Elle savait que son message serait transmis, le jeune Robert était un soldat qui avait à cœur de servir son roi et qui appréciait beaucoup Constance lorsqu'elle travaillait encore au château. Si seulement le roi l'envoyait chercher! Mais le ferait-il? N'avait-elle pas causé assez de troubles à la cour? Il ne pouvait de nouveau se risquer à compromettre sa réputation. Constance ne pouvait compter sur Sa Majesté même si ce fol espoir la tenaillait toute entière.

- Est-ce vous qu'ils cherchent, madame?

Constance sortit soudain de sa rêverie en entendant la discrète question de Lucien. 

- Est-ce pour vous trouver qu'ils tuent tant de gens?

- Je ne saurais répondre à cette question, Lucien, murmura Constance. Mais si tel était le cas, s'ils savaient que je me cache quelque part au bord de la Darta et qu'ils écument les villages pour me trouver, c'est qu'ils auront capturé mon mari. Car il est le seul à savoir où je suis.

Non, même sous la torture, William n'avouerait jamais où elle se trouvait. A moins que l'information n'ait fuité des soldats? Etait-ce possible?

Ils arrivèrent en haut de la colline. Une ligne noire de troncs embrumés se dessinait à quelques dizaines de mètres. Constance fixait la frontière entre l'herbe et la forêt, cherchant à deviner des ombres parmi les arbres disséminés. Personne ne parlait, chacun cherchant à discerner si les cavaliers arrivaient. Un long moment passa sans que personne n'aperçoive quoi que ce soit. Puis soudain, Constance eut la sensation de voir les arbres remuer avant de discerner l'ombre de chevaux se détachant de celle de la forêt.
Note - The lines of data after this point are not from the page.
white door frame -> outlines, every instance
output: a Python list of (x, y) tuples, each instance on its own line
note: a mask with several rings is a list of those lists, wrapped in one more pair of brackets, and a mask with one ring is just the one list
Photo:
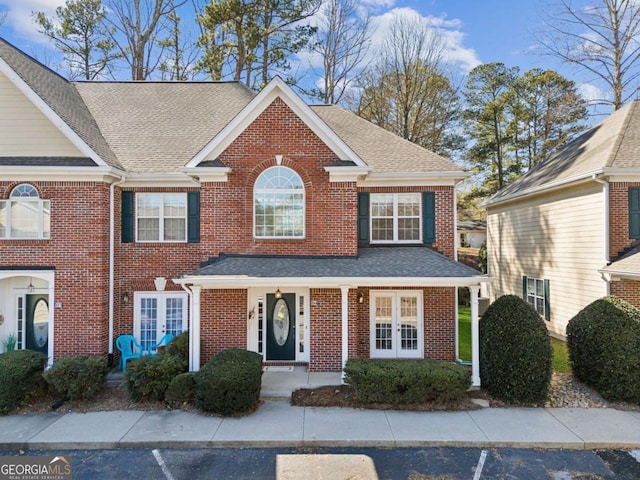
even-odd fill
[[(417, 349), (406, 350), (401, 346), (400, 319), (402, 317), (401, 297), (413, 297), (416, 304)], [(376, 300), (391, 299), (391, 348), (376, 348)], [(424, 358), (424, 300), (422, 290), (370, 290), (369, 295), (369, 356), (371, 358)]]
[[(309, 362), (309, 341), (310, 332), (310, 316), (311, 310), (310, 302), (310, 290), (308, 288), (288, 288), (281, 287), (282, 293), (295, 293), (296, 305), (295, 305), (295, 319), (296, 319), (296, 346), (295, 346), (295, 360), (296, 362)], [(262, 355), (262, 358), (267, 358), (267, 294), (273, 294), (274, 289), (265, 288), (249, 288), (247, 289), (247, 350), (257, 352)], [(300, 297), (303, 298), (302, 304), (300, 303)], [(262, 302), (262, 308), (260, 304)], [(260, 316), (262, 315), (262, 341), (260, 341)], [(300, 342), (302, 328), (302, 342)]]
Tous se figèrent sur place.

Une flamme chaude, vive, lumineuse, perça soudain la brume, éclairant un bras recouvert d'un manteau rouge sang et la moitié d'un visage effroyable au faciès difforme. Constance sentit sa respiration se couper. Alors que les cavaliers avançaient en ligne vers eux en gardant leurs chevaux au pas elle eut la sensation de voir une armée sortir des ténèbres de l'enfer, comme s'ils arrivaient au ralenti. Mais il n'y avait aucun doute sur leur identité : c'étaient bien les Ravageurs tant redoutés.
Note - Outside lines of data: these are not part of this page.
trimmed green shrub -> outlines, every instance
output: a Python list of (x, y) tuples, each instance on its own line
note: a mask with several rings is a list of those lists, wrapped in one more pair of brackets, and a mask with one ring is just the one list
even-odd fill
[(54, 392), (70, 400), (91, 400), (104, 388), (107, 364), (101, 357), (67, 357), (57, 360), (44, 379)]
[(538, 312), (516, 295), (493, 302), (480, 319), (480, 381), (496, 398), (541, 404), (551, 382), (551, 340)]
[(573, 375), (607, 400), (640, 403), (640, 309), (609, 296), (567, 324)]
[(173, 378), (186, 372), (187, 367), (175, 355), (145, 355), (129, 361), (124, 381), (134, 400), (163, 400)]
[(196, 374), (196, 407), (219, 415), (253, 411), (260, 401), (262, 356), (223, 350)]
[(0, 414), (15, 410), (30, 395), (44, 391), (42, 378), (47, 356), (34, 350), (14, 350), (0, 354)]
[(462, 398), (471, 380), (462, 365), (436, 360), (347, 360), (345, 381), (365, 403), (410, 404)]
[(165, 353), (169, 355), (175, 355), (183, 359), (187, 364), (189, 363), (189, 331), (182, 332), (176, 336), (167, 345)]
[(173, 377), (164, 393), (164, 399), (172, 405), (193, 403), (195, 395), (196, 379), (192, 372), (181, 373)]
Une seconde torche s'alluma, puis une troisième et, sans crier gare, deux des trois porteurs mirent leurs montures au galop et foncèrent vers le groupe de paysans.

- Ils attaquent! cria Lucien. Courrez sonner l'alerte! Constance, fuyez!!

A cet ordre, la jeune femme tourna les talons et se mit à courir du plus vite qu'elle put vers le village, suivie d'une femme et d'un homme. Glissant dans les flaques de boue, son esprit fixé sur son fils qu'elle devait rejoindre, elle fila droit devant elle.

Les deux cavaliers, leur torche toujours en main, galopèrent à toute allure jusqu'en haut de la colline alors que le groupe s'éparpillait. Ils jetèrent leurs flambeaux au sol, cabrant leurs montures de toute leur hauteur et stoppèrent leur course le temps d'apprécier le spectacle des villageois en panique devant eux. Constance se retourna au même moment pour voir une herse de feu s'élever dans les airs et filer vers le village à la vitesse de l'éclair. En quelques secondes à peine, une muraille de flammes s'érigea tout autour des maisons, isolant les habitants de l'extérieur. La panique saisit les villageois qui veillaient et on les vit sortir avec précipitation de leurs maisons et tenter de réveiller les autres.

 Constance rejoignit la demeure d'Angèle et entra en trombe en manquant de la piétiner.

- Ils sont là!! cria-t-elle sans laisser le temps à quiconque de la questionner.

- Courrez chercher votre fils!!

Il ne fallut pas le lui répéter deux fois. En une seconde, Constance était à l'étage et se jetait sur son enfant pour le prendre dans ses bras. Le petit garçon s'éveilla en sursaut sans comprendre ce qui se passait.

- Mère?! balbutia-t-il de sa voix enfantine.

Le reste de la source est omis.